The IAAF published a study concluding that higher levels of testosterone do, in fact, contribute to the level of performance in track and field. However, higher testosterone levels have never been the sole determining factor for sex or gender. There are conditions that affect women, such as PCOS, in which the ovaries produce extra amounts of testosterone. However, those women never have their womanhood called into question, nor should they—and neither should Semenya.

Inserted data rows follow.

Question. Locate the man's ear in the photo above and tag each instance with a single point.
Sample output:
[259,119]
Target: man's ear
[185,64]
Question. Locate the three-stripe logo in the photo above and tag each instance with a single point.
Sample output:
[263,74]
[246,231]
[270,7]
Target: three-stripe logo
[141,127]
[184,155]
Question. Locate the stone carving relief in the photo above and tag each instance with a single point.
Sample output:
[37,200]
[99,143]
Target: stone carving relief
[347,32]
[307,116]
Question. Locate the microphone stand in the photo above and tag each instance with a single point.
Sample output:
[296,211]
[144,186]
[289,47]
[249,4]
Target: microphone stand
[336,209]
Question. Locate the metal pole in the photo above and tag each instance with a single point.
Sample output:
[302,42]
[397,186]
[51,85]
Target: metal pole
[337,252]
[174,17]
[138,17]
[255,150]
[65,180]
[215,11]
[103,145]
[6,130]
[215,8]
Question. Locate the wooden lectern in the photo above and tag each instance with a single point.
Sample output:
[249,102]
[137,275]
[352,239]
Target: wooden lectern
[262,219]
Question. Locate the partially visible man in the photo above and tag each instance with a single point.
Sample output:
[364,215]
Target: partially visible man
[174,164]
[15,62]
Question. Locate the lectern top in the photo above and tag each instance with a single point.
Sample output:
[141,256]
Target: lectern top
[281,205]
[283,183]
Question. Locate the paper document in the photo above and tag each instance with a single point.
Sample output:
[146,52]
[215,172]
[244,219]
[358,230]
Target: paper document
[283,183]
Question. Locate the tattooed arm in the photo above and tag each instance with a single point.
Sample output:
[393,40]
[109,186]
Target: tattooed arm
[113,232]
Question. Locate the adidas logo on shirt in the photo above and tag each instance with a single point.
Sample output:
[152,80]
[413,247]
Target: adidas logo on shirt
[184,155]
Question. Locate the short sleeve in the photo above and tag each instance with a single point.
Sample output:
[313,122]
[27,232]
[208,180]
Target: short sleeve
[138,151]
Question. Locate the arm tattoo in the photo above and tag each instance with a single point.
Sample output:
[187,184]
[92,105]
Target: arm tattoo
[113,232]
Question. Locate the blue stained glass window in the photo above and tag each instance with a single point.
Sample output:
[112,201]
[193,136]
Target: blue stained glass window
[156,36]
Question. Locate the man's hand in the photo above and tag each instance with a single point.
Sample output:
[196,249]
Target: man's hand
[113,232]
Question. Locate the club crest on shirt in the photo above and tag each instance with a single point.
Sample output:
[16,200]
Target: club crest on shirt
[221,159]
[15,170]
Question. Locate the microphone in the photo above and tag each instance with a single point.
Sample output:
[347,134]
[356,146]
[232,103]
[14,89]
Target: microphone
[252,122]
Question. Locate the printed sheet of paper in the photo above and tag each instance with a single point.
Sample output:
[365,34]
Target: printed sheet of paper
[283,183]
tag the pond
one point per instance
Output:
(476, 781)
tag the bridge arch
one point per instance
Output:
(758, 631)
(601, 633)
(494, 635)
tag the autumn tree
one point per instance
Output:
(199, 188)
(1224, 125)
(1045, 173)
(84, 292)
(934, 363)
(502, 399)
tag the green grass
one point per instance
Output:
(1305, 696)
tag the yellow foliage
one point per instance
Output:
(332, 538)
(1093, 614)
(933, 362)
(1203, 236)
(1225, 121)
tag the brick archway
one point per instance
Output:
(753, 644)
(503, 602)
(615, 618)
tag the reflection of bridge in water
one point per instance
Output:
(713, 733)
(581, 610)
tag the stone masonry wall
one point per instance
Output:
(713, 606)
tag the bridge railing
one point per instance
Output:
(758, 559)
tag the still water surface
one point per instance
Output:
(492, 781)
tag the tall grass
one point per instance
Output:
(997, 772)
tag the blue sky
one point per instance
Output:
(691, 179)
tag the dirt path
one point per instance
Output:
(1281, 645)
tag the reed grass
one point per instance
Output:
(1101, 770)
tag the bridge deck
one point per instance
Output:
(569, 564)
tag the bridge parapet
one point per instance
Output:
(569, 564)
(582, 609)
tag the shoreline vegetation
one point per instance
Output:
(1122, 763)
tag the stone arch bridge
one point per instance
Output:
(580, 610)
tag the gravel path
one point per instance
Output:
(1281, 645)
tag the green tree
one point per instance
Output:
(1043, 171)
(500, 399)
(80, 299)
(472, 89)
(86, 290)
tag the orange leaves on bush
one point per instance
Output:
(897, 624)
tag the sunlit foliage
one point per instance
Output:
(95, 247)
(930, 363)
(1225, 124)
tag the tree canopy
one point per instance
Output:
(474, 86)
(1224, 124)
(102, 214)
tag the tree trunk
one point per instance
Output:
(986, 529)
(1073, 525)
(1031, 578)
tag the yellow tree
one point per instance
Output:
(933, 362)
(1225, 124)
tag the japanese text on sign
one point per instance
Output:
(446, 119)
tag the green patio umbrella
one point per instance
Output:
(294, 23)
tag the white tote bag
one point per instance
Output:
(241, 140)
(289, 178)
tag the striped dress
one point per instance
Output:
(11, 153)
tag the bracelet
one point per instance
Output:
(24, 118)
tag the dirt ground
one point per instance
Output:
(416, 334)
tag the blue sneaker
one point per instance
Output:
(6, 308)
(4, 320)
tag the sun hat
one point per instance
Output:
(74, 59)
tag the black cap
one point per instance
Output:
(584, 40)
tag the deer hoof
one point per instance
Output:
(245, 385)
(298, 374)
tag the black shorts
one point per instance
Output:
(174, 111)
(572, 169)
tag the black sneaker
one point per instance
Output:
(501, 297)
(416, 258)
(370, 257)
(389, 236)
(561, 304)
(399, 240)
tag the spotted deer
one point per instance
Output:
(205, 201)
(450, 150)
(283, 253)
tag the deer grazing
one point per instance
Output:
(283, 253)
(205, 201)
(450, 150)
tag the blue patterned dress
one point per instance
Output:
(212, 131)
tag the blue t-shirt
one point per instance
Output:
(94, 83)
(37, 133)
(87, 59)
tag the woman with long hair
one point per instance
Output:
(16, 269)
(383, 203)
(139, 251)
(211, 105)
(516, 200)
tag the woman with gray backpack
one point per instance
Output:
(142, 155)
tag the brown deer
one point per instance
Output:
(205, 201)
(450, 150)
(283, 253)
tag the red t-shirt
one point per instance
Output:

Every aspect of the issue surrounding Semenya's body has been deplorable, to say the least. However, there has not been enough recognition as to how invasive and degrading sex testing actually is. For any woman, at any age, to have her body forcibly examined and studied like a science project by "experts" is humiliating and unethical. Under no circumstances have Semenya's health or well-being been considered upon discovering that her body allegedly produces an excessive amount of testosterone. For the sake of an organization, for the comfort of white female athletes who felt as though Semenya's gender was an unfair advantage against them, Semenya and other women like her, must undergo hormone treatment to reduce their performance to that of which women are expected to perform at. Yet some women within the athletic community are unphased by this direct attempt to further prove women as inferior athletes.

As difficult as this global invasion of privacy has been for the athlete, the humiliation and sense of violation is felt by her people in South Africa. Writer and activist, Kari, reported that Semenya has had the country's undying support since her first global appearance in 2009. Even after the IAAF released their new regulations, South Africans have refuted their accusations. Kari stated, "The Minister of Sports and Recreation and the Africa National Congress, South Africa's ruling party labeled the decision as anti-sport, racist, and homophobic." It is no secret that the build and appearance of Black women have always been met with racist and sexist commentary. Because Black women have never managed to fit into the European standard of beauty catered to and in favor of white women, the accusations of Semenya appearing too masculine were unsurprising.

Despite the countless injustices Semenya has faced over the years, she remains as determined as ever to return to track and field and compete amongst women as the woman she is. Her fight against the IAAF's regulations continues as the Olympic champion has been receiving and outpour of support in wake of the Association's decision. Semenya is determined to run again, win again, and set new and inclusive standards for women's sports.